【政界地獄耳】関西万博延期の駆け引き 経産省のメンツ保ち維新の弱体化狙い - 日刊スポーツ(2024年2月1日)

https://www.nikkansports.com/general/column/jigokumimi/news/202402010000125.html

★1月27日、経済安保相・高市早苗長野市内の講演で、能登半島地震の復興を優先するため、来年開催予定だが予算が膨らみ続け、工期も遅れている大阪・関西万博の開催を延期するよう、首相・岸田文雄に進言したと発言。また高市は30日付で超党派の「万博を成功させる議員連盟」に退会届を提出。総裁選挙を視野に猛アピールに出た。

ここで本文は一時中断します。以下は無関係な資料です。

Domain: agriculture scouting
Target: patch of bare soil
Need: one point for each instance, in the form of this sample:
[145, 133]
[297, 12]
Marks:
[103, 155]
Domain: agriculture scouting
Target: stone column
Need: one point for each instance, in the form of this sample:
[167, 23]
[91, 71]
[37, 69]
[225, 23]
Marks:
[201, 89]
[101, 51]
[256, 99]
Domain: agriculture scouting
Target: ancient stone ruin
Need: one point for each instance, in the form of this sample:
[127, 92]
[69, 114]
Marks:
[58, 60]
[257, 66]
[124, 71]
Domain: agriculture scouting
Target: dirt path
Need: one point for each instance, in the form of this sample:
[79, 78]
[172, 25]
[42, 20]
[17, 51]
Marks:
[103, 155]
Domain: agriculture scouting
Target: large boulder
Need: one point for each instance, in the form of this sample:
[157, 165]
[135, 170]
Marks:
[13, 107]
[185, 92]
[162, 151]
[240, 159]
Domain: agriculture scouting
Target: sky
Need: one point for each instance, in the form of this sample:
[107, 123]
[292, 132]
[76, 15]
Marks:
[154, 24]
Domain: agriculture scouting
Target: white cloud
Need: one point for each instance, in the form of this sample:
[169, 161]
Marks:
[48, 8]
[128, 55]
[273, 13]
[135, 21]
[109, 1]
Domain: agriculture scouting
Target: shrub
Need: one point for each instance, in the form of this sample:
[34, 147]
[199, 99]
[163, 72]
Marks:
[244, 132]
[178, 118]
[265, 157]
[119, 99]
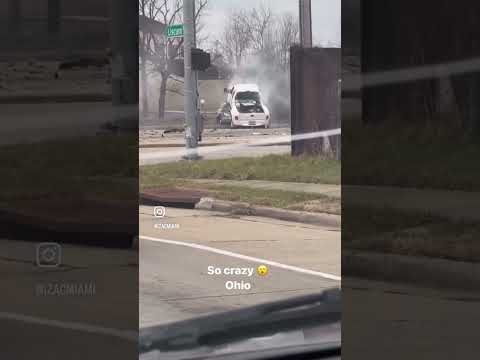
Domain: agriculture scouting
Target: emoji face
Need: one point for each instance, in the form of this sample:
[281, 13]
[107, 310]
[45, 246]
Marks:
[262, 270]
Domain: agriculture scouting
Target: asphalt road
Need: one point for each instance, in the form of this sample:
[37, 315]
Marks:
[174, 279]
[37, 122]
[400, 321]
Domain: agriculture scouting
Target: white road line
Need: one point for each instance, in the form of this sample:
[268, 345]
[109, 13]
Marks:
[122, 334]
[245, 257]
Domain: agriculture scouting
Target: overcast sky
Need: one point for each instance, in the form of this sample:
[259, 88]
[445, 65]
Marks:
[326, 17]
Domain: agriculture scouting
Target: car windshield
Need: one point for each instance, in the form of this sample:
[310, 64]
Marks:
[248, 98]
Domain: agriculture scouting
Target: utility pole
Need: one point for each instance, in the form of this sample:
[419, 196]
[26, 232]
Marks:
[190, 91]
[305, 23]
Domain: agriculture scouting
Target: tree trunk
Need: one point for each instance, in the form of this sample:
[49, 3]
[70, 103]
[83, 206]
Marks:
[143, 74]
[162, 96]
[54, 14]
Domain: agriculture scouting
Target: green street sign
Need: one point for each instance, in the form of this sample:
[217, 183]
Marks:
[175, 30]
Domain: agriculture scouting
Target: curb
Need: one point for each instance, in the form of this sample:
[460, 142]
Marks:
[237, 208]
[179, 145]
[441, 273]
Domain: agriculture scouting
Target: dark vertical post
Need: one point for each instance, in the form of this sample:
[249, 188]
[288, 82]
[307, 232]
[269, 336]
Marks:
[15, 15]
[305, 23]
[54, 14]
[124, 44]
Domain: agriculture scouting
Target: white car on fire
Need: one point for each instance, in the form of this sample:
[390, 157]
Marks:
[244, 107]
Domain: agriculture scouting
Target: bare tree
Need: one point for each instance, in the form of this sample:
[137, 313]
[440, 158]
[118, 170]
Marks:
[158, 51]
[259, 32]
[236, 38]
[287, 34]
[260, 26]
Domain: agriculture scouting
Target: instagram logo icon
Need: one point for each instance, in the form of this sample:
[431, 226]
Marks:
[159, 211]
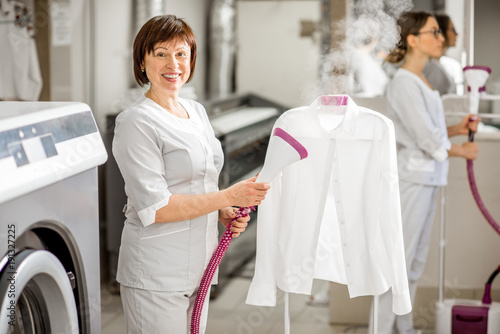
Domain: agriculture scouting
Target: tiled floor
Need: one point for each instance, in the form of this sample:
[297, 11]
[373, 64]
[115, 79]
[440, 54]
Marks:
[229, 314]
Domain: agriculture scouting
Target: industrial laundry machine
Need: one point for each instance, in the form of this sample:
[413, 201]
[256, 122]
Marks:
[49, 223]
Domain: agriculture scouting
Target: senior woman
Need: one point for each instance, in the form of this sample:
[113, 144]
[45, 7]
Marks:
[170, 160]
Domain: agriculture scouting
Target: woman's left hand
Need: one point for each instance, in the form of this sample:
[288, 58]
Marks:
[227, 214]
[467, 123]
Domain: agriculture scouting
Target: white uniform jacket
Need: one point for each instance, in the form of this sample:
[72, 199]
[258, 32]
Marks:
[336, 214]
[421, 133]
[159, 155]
[20, 76]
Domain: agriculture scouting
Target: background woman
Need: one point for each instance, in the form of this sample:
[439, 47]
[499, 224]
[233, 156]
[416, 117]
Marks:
[445, 73]
[170, 160]
[423, 148]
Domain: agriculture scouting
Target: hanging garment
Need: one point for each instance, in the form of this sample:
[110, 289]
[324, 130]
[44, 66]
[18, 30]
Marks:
[335, 215]
[20, 76]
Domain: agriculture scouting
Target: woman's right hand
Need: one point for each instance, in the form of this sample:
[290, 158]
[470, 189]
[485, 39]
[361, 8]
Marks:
[470, 150]
[247, 193]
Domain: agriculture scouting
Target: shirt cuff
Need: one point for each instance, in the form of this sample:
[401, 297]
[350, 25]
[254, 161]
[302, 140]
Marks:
[148, 215]
[261, 295]
[441, 154]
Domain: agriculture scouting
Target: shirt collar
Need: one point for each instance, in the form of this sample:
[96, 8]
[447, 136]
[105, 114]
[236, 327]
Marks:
[339, 102]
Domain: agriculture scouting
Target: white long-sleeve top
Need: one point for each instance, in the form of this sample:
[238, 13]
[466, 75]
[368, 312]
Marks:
[421, 133]
[336, 214]
[160, 154]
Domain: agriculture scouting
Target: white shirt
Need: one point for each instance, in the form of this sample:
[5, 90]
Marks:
[455, 71]
[421, 133]
[336, 214]
[20, 76]
[439, 78]
[160, 154]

★29日の会見で官房長官林芳正は「(開催を)遅らせる必要があるとは認識していない」と火消しに走り、30日午前の閣議後会見で経産相斎藤健も「現時点で万博関連の資材調達によって(能登半島地震の)復興に具体的に支障が生じるとの情報に接していない」とし、「万博の開会を遅らせる必要があるとは認識していない」と防戦一方だ。官邸では昨年11月、官房長官松野博一(当時)が首相に延期または中止をしたらどうかと進言。首相は言下に「万博は予定通りやる」と答えたとされる。「経産省が省を挙げて万博を推進、企業にカネも出させている。簡単に中止とか延期とか言われても困る」と首相を説得し続けたからだ。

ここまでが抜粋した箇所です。